Two changes that make the Flashduty CLI work cleanly under the runner's bash tool:

  1. Auth via bash extraEnv (drops the dedicated flashduty_exec wire op).
  2. Hermetic CLI via PATH precedence — the runner's own bundled flashduty always wins over any copy the BYOC host happens to have on PATH.

Paired with fc-safari PR #74 (the bash guard that injects auth and rejects credential read-back).

1. Auth via bash extraEnv (supersedes flashduty_exec)

Safari recognizes flashduty CLI invocations in bash commands, injects FLASHDUTY_APP_KEY into the bash payload's env map for that one subprocess, and the runner just honors env like it already does for bash. This supersedes the earlier Phase 2 design (dedicated runner op + dedicated safari tool) — see fc-safari PR #74 for the rationale.

Removed:

  • protocol.TaskOpFlashdutyExec + FlashdutyExecArgs (wire op no longer needed)
  • case TaskOpFlashdutyExec: dispatch in ws/handler.go
  • Environment.FlashdutyExec() public + executeFlashdutyExec() impl
  • Two unit tests covering the deleted argv-isolated path

Kept (with tightened comments):

  • scrubFlashdutySecrets on executeBashCommand — defense-in-depth so the runner's own ambient FLASHDUTY_* never leaks into a bash subprocess on BYOC dev workstations where the operator's shell exports them. Safari's per-call extraEnv overlay still wins the merge for genuine CLI invocations because extraEnv is layered last.
  • All output capture / 10MB cap / .outputs/ spill semantics unchanged.

Added:

  • TestEnvironment_Bash_ExtraEnvFlashdutyInjection pins the overlay-wins-scrub contract end-to-end on the bash path.

Wire shape

Safari sends a normal bash payload; the new bit is the optional env:

{
  "command": "flashduty incident list --severity Critical --progress Triggered,Processing --output-format toon",
  "workdir": "...",
  "timeout": 120,
  "env": { "FLASHDUTY_APP_KEY": "..." }
}

The runner merges env on top of scrubFlashdutySecrets(os.Environ()) and hands the result to exec.CommandContext. The credential lives in exactly one process's envp and dies with it.

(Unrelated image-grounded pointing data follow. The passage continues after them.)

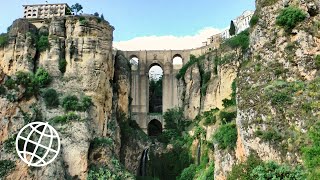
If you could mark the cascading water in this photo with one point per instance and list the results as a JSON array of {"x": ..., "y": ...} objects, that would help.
[
  {"x": 199, "y": 153},
  {"x": 143, "y": 163}
]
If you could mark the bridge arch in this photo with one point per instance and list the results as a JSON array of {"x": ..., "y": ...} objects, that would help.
[
  {"x": 171, "y": 90},
  {"x": 154, "y": 128},
  {"x": 177, "y": 61},
  {"x": 134, "y": 61}
]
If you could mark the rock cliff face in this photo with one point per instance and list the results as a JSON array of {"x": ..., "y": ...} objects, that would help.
[{"x": 287, "y": 58}]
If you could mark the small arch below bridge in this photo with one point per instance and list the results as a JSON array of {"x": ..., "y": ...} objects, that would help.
[{"x": 154, "y": 128}]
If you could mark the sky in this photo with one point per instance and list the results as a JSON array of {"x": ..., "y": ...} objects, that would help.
[{"x": 149, "y": 24}]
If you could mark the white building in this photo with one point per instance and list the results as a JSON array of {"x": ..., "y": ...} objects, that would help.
[
  {"x": 45, "y": 10},
  {"x": 242, "y": 22}
]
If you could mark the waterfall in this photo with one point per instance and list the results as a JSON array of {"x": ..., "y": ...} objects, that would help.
[
  {"x": 199, "y": 153},
  {"x": 143, "y": 163}
]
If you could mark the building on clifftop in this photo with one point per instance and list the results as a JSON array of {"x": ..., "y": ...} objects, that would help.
[{"x": 46, "y": 10}]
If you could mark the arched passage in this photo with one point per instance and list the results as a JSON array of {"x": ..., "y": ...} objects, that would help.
[
  {"x": 155, "y": 88},
  {"x": 154, "y": 128},
  {"x": 177, "y": 61},
  {"x": 134, "y": 61}
]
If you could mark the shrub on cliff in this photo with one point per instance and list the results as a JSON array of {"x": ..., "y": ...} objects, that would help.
[
  {"x": 289, "y": 17},
  {"x": 42, "y": 43},
  {"x": 42, "y": 77},
  {"x": 71, "y": 103},
  {"x": 3, "y": 39},
  {"x": 226, "y": 136},
  {"x": 62, "y": 65},
  {"x": 254, "y": 20},
  {"x": 272, "y": 170},
  {"x": 51, "y": 98},
  {"x": 239, "y": 41},
  {"x": 311, "y": 153},
  {"x": 317, "y": 62},
  {"x": 5, "y": 167}
]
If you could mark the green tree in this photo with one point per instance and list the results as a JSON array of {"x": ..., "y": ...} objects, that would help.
[
  {"x": 232, "y": 30},
  {"x": 289, "y": 17},
  {"x": 51, "y": 98},
  {"x": 76, "y": 8}
]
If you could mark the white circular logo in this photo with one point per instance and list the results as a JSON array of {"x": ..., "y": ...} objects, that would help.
[{"x": 38, "y": 144}]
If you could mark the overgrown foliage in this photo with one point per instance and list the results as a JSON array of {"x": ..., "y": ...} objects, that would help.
[
  {"x": 227, "y": 117},
  {"x": 9, "y": 144},
  {"x": 209, "y": 116},
  {"x": 232, "y": 30},
  {"x": 76, "y": 8},
  {"x": 272, "y": 170},
  {"x": 226, "y": 136},
  {"x": 101, "y": 141},
  {"x": 271, "y": 135},
  {"x": 268, "y": 2},
  {"x": 114, "y": 170},
  {"x": 193, "y": 60},
  {"x": 30, "y": 82},
  {"x": 254, "y": 169},
  {"x": 317, "y": 62},
  {"x": 254, "y": 20},
  {"x": 42, "y": 43},
  {"x": 175, "y": 124},
  {"x": 239, "y": 41},
  {"x": 242, "y": 170},
  {"x": 51, "y": 98},
  {"x": 71, "y": 116},
  {"x": 4, "y": 39},
  {"x": 232, "y": 101},
  {"x": 6, "y": 166},
  {"x": 311, "y": 153},
  {"x": 62, "y": 65},
  {"x": 42, "y": 78},
  {"x": 289, "y": 17}
]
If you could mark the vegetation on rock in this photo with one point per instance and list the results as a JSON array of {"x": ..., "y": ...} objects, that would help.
[
  {"x": 71, "y": 103},
  {"x": 3, "y": 39},
  {"x": 62, "y": 65},
  {"x": 71, "y": 116},
  {"x": 241, "y": 40},
  {"x": 289, "y": 17},
  {"x": 6, "y": 166},
  {"x": 51, "y": 98},
  {"x": 226, "y": 136}
]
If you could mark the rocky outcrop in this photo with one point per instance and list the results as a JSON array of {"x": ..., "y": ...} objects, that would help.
[
  {"x": 278, "y": 56},
  {"x": 192, "y": 92},
  {"x": 87, "y": 49},
  {"x": 219, "y": 87}
]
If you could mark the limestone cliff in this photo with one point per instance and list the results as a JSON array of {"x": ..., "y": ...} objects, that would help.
[
  {"x": 286, "y": 59},
  {"x": 80, "y": 60}
]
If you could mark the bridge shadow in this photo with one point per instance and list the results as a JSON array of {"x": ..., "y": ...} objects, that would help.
[{"x": 154, "y": 128}]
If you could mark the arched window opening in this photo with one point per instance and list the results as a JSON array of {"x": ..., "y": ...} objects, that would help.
[
  {"x": 155, "y": 89},
  {"x": 154, "y": 128},
  {"x": 134, "y": 61},
  {"x": 177, "y": 61}
]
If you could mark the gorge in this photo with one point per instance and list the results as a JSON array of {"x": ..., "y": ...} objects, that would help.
[{"x": 246, "y": 107}]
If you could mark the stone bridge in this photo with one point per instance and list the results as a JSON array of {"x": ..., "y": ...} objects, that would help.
[
  {"x": 140, "y": 83},
  {"x": 170, "y": 87}
]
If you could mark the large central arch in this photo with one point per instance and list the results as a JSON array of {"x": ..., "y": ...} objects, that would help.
[{"x": 140, "y": 81}]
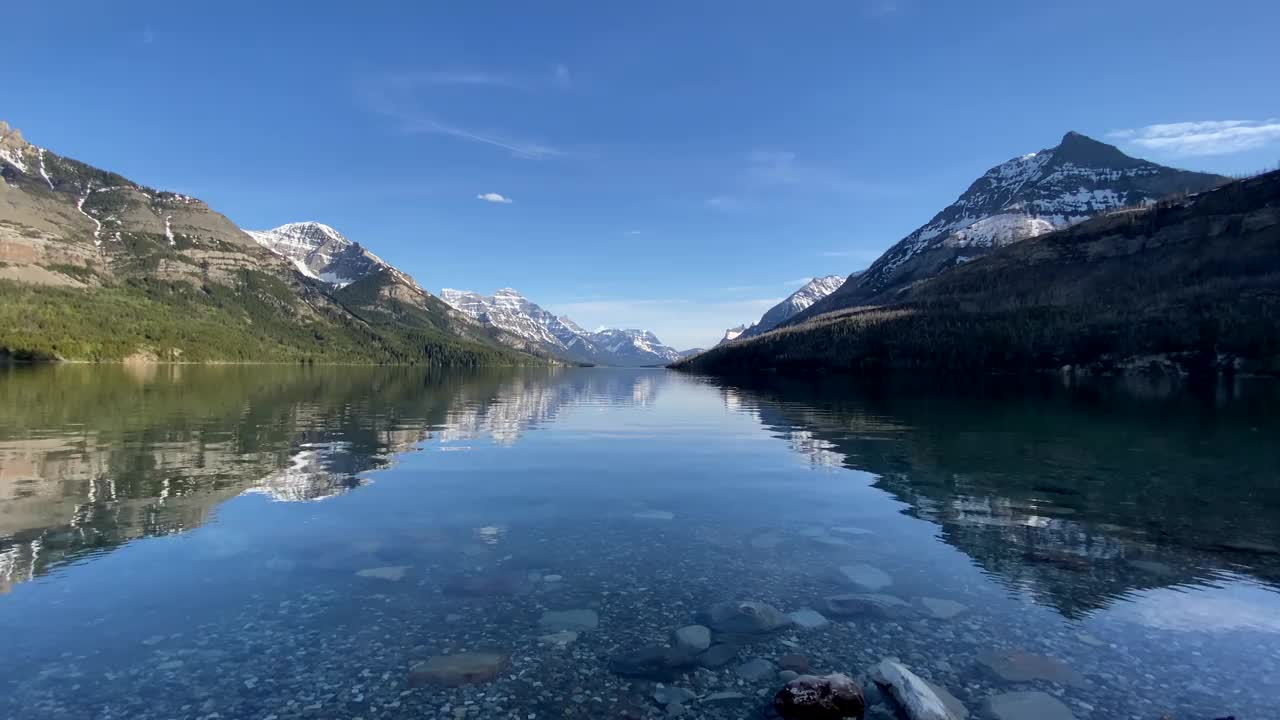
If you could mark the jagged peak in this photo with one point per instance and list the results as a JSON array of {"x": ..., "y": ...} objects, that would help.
[
  {"x": 309, "y": 228},
  {"x": 1083, "y": 149}
]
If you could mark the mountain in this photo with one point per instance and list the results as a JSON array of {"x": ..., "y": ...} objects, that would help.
[
  {"x": 1024, "y": 197},
  {"x": 796, "y": 302},
  {"x": 321, "y": 253},
  {"x": 512, "y": 313},
  {"x": 96, "y": 267},
  {"x": 1191, "y": 285}
]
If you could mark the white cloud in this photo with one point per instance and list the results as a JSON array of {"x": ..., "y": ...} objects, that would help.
[
  {"x": 406, "y": 98},
  {"x": 1207, "y": 137}
]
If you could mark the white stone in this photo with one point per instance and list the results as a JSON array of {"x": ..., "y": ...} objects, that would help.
[
  {"x": 912, "y": 692},
  {"x": 867, "y": 577},
  {"x": 388, "y": 573}
]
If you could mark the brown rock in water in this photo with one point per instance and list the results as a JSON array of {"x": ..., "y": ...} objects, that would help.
[
  {"x": 461, "y": 669},
  {"x": 831, "y": 697}
]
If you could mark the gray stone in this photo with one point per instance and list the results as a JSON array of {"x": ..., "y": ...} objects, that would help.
[
  {"x": 576, "y": 620},
  {"x": 1018, "y": 666},
  {"x": 389, "y": 573},
  {"x": 808, "y": 619},
  {"x": 653, "y": 662},
  {"x": 755, "y": 669},
  {"x": 744, "y": 616},
  {"x": 942, "y": 609},
  {"x": 460, "y": 669},
  {"x": 693, "y": 638},
  {"x": 561, "y": 638},
  {"x": 723, "y": 696},
  {"x": 668, "y": 695},
  {"x": 718, "y": 655},
  {"x": 867, "y": 577},
  {"x": 885, "y": 606},
  {"x": 1032, "y": 705},
  {"x": 918, "y": 698}
]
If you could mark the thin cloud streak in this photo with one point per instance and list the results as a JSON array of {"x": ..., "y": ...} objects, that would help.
[{"x": 1207, "y": 137}]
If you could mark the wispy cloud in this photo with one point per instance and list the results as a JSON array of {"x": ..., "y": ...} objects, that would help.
[
  {"x": 410, "y": 100},
  {"x": 1207, "y": 137},
  {"x": 725, "y": 203}
]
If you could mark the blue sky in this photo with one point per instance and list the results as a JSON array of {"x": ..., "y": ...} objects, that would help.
[{"x": 671, "y": 165}]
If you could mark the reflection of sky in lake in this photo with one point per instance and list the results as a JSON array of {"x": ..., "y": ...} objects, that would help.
[{"x": 1025, "y": 507}]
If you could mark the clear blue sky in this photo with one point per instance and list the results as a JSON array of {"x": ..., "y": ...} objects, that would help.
[{"x": 676, "y": 165}]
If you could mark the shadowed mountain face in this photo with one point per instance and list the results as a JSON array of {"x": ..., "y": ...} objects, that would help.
[
  {"x": 1079, "y": 496},
  {"x": 1023, "y": 197}
]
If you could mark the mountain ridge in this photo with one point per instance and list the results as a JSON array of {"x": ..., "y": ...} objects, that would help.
[
  {"x": 1187, "y": 285},
  {"x": 510, "y": 310},
  {"x": 1015, "y": 200},
  {"x": 96, "y": 267}
]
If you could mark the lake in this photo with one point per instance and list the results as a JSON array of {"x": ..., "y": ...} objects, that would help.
[{"x": 273, "y": 542}]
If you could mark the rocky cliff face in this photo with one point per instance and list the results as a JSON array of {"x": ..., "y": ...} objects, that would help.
[{"x": 1023, "y": 197}]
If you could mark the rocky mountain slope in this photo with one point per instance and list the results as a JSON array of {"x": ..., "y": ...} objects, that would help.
[
  {"x": 515, "y": 314},
  {"x": 1024, "y": 197},
  {"x": 321, "y": 253},
  {"x": 796, "y": 302},
  {"x": 1187, "y": 285},
  {"x": 96, "y": 267}
]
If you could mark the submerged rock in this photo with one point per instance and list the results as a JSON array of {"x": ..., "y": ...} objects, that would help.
[
  {"x": 461, "y": 669},
  {"x": 831, "y": 697},
  {"x": 755, "y": 669},
  {"x": 576, "y": 620},
  {"x": 744, "y": 618},
  {"x": 808, "y": 619},
  {"x": 667, "y": 695},
  {"x": 871, "y": 604},
  {"x": 1018, "y": 666},
  {"x": 718, "y": 655},
  {"x": 1027, "y": 706},
  {"x": 917, "y": 697},
  {"x": 653, "y": 662},
  {"x": 867, "y": 577},
  {"x": 794, "y": 661},
  {"x": 693, "y": 638},
  {"x": 941, "y": 609}
]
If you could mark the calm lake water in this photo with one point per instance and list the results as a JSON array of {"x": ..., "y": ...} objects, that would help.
[{"x": 278, "y": 542}]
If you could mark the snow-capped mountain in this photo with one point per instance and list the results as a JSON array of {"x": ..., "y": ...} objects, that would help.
[
  {"x": 321, "y": 253},
  {"x": 1024, "y": 197},
  {"x": 513, "y": 313},
  {"x": 796, "y": 302}
]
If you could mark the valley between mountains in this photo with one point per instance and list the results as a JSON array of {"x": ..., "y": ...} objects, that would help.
[{"x": 1074, "y": 255}]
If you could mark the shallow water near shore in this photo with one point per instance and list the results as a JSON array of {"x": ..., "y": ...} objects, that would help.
[{"x": 279, "y": 542}]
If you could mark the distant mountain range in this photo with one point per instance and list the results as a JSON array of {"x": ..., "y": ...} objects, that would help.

2. Hermetic CLI: bundled-tools PATH precedence (commit 6c898876)

Problem (Q2 from the design discussion): on a BYOC host the customer may already have their own flashduty on PATH (different version, different auth). If the bash subprocess resolves flashduty to the host copy, Safari's injected FLASHDUTY_APP_KEY would be handed to a binary we don't control, and version drift could break flag parsing.

Fix: executeBashCommand now prepends the runner's bundled-tools directory to the subprocess PATH, so our flashduty shadows any host copy:

  • bundledToolsDir()FLASHDUTY_RUNNER_BIN_DIR env override if set, else filepath.Dir(os.Executable()) (the directory the runner binary itself lives in, where the CLI is bundled alongside it).
  • withBundledToolsPath(env, dir) — folds the dir onto the front of the existing PATH= entry. Idempotent: no-op when the dir is already first; handles empty PATH, empty dir, and a missing PATH entry.

Added: environment/bundled_tools_path_test.go — table test covering prepend / already-first / absent / empty-value / empty-dir / not-first.

This is independent of the auth overlay: PATH resolution picks which binary runs; extraEnv supplies its credential.

Trade-off vs the dedicated tool

Argv isolation is gone — flashduty <verb> now runs inside bash -c "..." so a malicious model could theoretically pipe stdout through xxd or similar. Safari's bash guard (PR #74) rejects the obvious leak paths:

  • Any command referencing FLASHDUTY_APP_KEY / FLASHDUTY_API_KEY by name
  • Bulk env dumps (env, printenv, compgen -e, /proc/*/environ)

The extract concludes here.